Difference jokes
Hey, what is the difference between a painting and a wife?
Only the wife was hung up.
Once I saw Donald Trump and an orange and couldn’t tell the difference 😂
What body part do pigs have that humans don’t have?
A hambone.
A mirror and a terrorist are the same... Only... a mirror doesn't need a gun to kill.
What's the difference between depression and your ex?
Depression fucks you harder.
What is the difference between Michael Jackson and my uncle? Nothing, they both steal children.
What's the difference between homework and a hooker? They both start with an "H", but we all know which one we would like to do.
How is abortion different from rape? Babies never consent to it.
What's the difference between a Porsche and 50 dead babies?
..... I don't have a Porsche in my garage.
What's the difference between oxygen and children? I don't have oxygen in my basement.
What's the difference between sex and rape? Some effective drugs.
What's the difference between a snow woman and snow man?
Snowballs.
What's the difference between kinky and perverted? Kinky is when you tickle your girlfriend with a feather, perverted is when you use the whole bird.

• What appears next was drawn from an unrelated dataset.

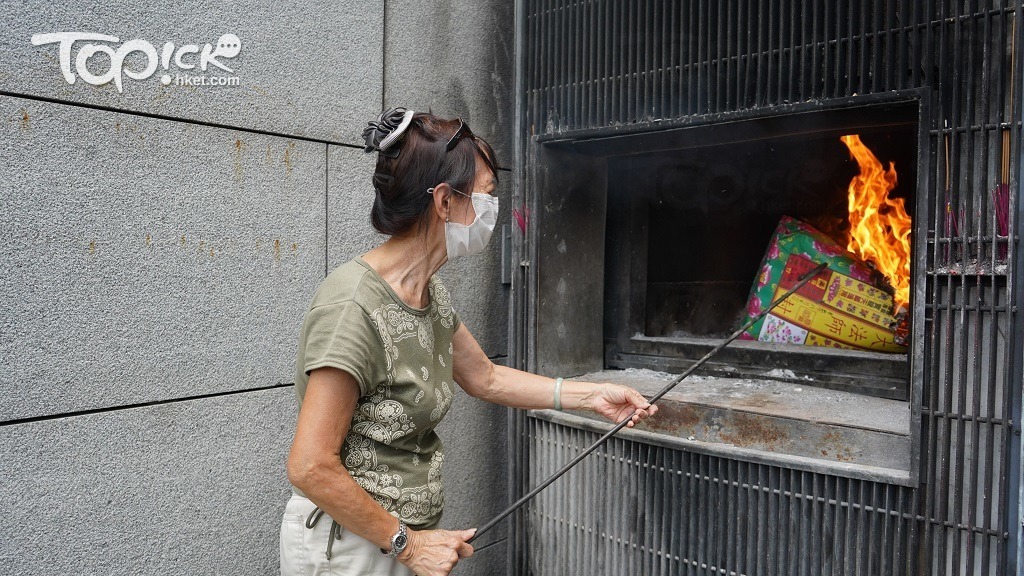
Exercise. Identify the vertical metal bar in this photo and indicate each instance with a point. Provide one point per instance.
(794, 73)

What's the difference between a Lamborghini and an erection? I don't have a Lamborghini.
What's the difference between a bear with a gun and an American man with a gun?

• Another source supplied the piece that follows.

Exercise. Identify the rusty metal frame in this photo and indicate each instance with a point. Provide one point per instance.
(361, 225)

The bear has common sense not to fire it.
What’s the difference between a retard and a zombie? Nothing much, they both dribble, moan, are hungry, walk weirdly, and it takes a bullet in the head to put them both down.
What's the difference between a boring teacher and a boring book?
You can shut the book up.
What is the difference between a wagon filled with sand and a wagon filled with newborns?
You cannot unload the sand with a pitchfork.
What’s the difference between an apple and an orphan?
The apple gets picked.
What's the difference between an American school and a shooting range?
My dick doesn't get hard at the shooting range.